The number of drivers being targeted by scammers is rising. Between July and September 2020, the Driver and Vehicle Licensing Agency (DVLA) saw a 603% increase in reported scams compared to the same three months in 2019.
The DVLA are receiving reports of a growing number of fraudulent emails, texts and phone calls. These scams are requesting information from drivers – from verifying their driving licence details to asking for bank details because of unpaid vehicle tax.
The DVLA is hoping to raise awareness of these scams to prevent people falling for them. To help people identify these scams, the DVLA has published images of the most commonly reported fraudulent messages.
Drivers are being reminded that the DVLA never asks for bank details via email and never contacts drivers about tax refunds by text message. It has also reminded drivers never to share images of their driving licence or vehicle documents online, never to share bank or personal details and never to use websites claiming to connect them to the DVLA’s contact centre.
Drivers are also being urged to only access information about the DVLA via the government website.
Speaking about this rise in motorist-targeted scams, Phil Morgan, head of fraud policy investigation at the DVLA, stated: “These new figures demonstrate that scammers are becoming more persistent in their efforts to target motorists.
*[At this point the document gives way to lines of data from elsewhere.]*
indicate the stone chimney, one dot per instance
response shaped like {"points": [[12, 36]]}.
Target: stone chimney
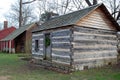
{"points": [[5, 24]]}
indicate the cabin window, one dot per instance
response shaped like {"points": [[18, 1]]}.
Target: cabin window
{"points": [[47, 54], [36, 45]]}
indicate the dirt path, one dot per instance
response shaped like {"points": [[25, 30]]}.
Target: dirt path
{"points": [[4, 77]]}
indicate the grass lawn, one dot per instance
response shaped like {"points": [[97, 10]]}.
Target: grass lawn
{"points": [[12, 68]]}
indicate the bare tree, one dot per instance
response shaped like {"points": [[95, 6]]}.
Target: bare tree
{"points": [[20, 14]]}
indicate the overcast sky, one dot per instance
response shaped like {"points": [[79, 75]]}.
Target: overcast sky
{"points": [[4, 8]]}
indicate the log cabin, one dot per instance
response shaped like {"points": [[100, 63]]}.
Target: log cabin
{"points": [[20, 39], [76, 41]]}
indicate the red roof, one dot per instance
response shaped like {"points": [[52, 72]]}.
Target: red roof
{"points": [[5, 32]]}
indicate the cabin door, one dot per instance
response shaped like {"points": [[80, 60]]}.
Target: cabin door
{"points": [[47, 44]]}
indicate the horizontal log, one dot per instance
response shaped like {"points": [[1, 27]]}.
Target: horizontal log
{"points": [[61, 39], [94, 46], [59, 49], [37, 37], [94, 61], [65, 32], [94, 37], [91, 38], [91, 59], [89, 34], [59, 62], [96, 31], [61, 45], [61, 59], [37, 55], [66, 53], [92, 49], [94, 42], [96, 52], [86, 56], [38, 34]]}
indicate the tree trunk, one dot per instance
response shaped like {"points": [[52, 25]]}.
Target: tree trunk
{"points": [[20, 13]]}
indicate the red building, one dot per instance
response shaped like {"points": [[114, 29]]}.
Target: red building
{"points": [[4, 46]]}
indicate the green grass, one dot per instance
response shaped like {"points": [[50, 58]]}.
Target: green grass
{"points": [[11, 65]]}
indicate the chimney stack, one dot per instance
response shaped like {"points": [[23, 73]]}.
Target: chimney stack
{"points": [[5, 24]]}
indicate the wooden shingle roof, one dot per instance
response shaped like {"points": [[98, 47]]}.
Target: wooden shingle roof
{"points": [[17, 32], [71, 18]]}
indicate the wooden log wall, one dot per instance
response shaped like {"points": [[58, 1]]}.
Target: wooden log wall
{"points": [[61, 46], [39, 37], [93, 47], [97, 19]]}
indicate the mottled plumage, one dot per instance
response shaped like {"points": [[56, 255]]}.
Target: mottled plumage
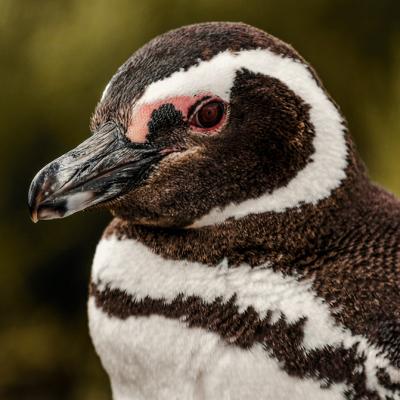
{"points": [[249, 257]]}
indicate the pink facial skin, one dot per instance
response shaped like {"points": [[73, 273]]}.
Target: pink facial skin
{"points": [[138, 128]]}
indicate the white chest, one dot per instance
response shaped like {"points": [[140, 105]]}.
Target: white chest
{"points": [[154, 357]]}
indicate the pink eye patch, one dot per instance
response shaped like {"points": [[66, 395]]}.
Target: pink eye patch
{"points": [[147, 117]]}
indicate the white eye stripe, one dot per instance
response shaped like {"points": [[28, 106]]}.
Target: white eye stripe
{"points": [[320, 176]]}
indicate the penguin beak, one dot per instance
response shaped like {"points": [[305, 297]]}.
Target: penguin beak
{"points": [[102, 168]]}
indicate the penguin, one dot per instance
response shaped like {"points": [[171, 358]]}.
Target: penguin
{"points": [[249, 255]]}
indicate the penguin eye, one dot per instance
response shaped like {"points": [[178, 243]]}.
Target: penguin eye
{"points": [[208, 115]]}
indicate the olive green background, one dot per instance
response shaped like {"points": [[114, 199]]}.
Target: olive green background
{"points": [[56, 58]]}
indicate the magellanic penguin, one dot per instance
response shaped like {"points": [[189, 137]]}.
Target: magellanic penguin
{"points": [[250, 257]]}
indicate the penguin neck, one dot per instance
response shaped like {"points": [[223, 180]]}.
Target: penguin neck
{"points": [[279, 238]]}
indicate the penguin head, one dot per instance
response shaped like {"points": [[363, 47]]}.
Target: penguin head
{"points": [[204, 123]]}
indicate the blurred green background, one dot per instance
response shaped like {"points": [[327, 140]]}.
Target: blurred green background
{"points": [[56, 58]]}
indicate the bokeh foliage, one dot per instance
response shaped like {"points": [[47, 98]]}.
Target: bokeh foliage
{"points": [[56, 58]]}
“These more recent scams may, at first, seem legitimate, however they are designed to trick motorists into providing their personal details. We never ask for bank or credit card details via text message or email, so if you receive something like this, it’s a scam.”
If you receive any suspicious-looking message, you should report it to the National Cyber Security Centre. If you believe you have been a victim of fraud, you should contact the police via Action Fraud.